Car Eremenko n’hésite pas à faire arbitrer ses différends avec les cadres du groupe par Tom Enders lui-même. Lequel tranche quasi-systématiquement en la faveur de son protégé. Celui-ci se retrouve rapidement isolé, entre une gestion autoritaire et les effets du plan de restructuration Gemini, qui met la division CTO à feu et à sang, avec 400 postes supprimés sur 732 selon FO. « Paul Eremenko a un profil conflictuel, l’être humain ne l’intéresse pas, assène Patrick de Percin. Les 250 chercheurs du site de Suresnes, qui ferme définitivement mi-2018, n’ont pas eu droit à une seule visite. »

Quant au bilan technique d’Eremenko, il est difficile à établir. « Il a lancé une transformation ambitieuse de notre approche sur la recherche, la technologie et l’innovation avec, par exemple, plus d’innovations et de partenariats, l’introduction de nouvelles méthodes, de démonstrateurs et de centres d’innovations », estime Tom Enders, cité dans le communiqué du groupe. De fait, Eremenko a lancé beaucoup de chantiers, comme le projet de taxi volant Vahana, ou Voom, sorte de Uber des hélicoptères.
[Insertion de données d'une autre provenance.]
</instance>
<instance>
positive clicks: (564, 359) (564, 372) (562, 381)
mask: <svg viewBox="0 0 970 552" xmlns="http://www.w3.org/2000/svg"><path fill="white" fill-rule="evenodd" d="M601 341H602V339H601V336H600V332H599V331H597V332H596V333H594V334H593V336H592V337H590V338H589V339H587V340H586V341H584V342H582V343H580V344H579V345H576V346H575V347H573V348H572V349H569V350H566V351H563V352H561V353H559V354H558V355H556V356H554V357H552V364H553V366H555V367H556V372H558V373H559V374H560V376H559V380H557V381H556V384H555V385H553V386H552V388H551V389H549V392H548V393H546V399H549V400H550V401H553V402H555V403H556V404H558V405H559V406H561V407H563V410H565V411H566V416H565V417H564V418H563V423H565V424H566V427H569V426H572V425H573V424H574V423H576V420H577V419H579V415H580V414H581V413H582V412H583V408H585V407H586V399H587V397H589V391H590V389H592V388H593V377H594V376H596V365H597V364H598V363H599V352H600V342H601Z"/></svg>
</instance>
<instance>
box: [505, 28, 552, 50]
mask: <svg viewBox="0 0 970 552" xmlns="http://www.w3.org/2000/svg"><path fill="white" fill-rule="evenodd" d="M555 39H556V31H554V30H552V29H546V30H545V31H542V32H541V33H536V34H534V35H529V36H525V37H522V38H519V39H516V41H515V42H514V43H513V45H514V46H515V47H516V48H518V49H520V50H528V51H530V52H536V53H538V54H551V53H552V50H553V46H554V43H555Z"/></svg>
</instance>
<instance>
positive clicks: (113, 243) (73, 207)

Beaucoup de chantiers, peu de résultats

Mais à bien y regarder, aucun des projets de l’ère Eremenko n’a encore vraiment abouti. « Jusqu’à présent nous avons vu de belles vidéos et brochures marketing mais concrètement où en est-on aujourd’hui ?, s’interroge le syndicat FO. L’annonce du partenariat avec Rolls-Royce et Siemens au sujet de l’E-Fan X [démonstrateur d’avion hybride] est une bonne chose mais pour le reste, quels sont les livrables relatifs à tous ces projets ? Quid de la feuille de route de cette nouvelle stratégie d’innovation qui a désarçonné une partie des managers, salariés et chercheurs traditionnels d’Airbus ? »

Un prototype de Vahana doit voler d’ici à la fin de l’année, mais Airbus a été devancé par les start-up allemandes Lilium et Volocopter, dont les engins sont testés en vol depuis plusieurs mois. Le projet Voom n’a été lancé qu’à Sao Paulo. Certes, Eremenko n’était là que depuis moins de 18 mois. Mais son rôle était justement d’accélérer les cycles d’innovation au sein du groupe, en y imposant une culture plus proche de celle des start-up. « Dans la destruction créatrice qui nous était promise, on a bien vu la destruction, pas vraiment la création », résume un syndicaliste.

Erreur de casting ?

Le choix de Paul Eremenko relève-t-il de l’erreur de casting ? Force est de constater que le manager américain n’est jamais resté en poste très longtemps : un an à la Darpa, un an chez Motorola, deux ans chez Google. De même, il est difficile d’identifier les projets qu’il a menés à bien. Le projet Ara de téléphone modulaire, sur lequel il travaillait chez Motorola puis Google, a été arrêté fin 2016. Et le projet 100 Year Starship, qu’il avait géré à la Darpa, avait été vertement critiqué par des parlementaires américains, pour un coût jugé excessif et un intérêt jugé limité.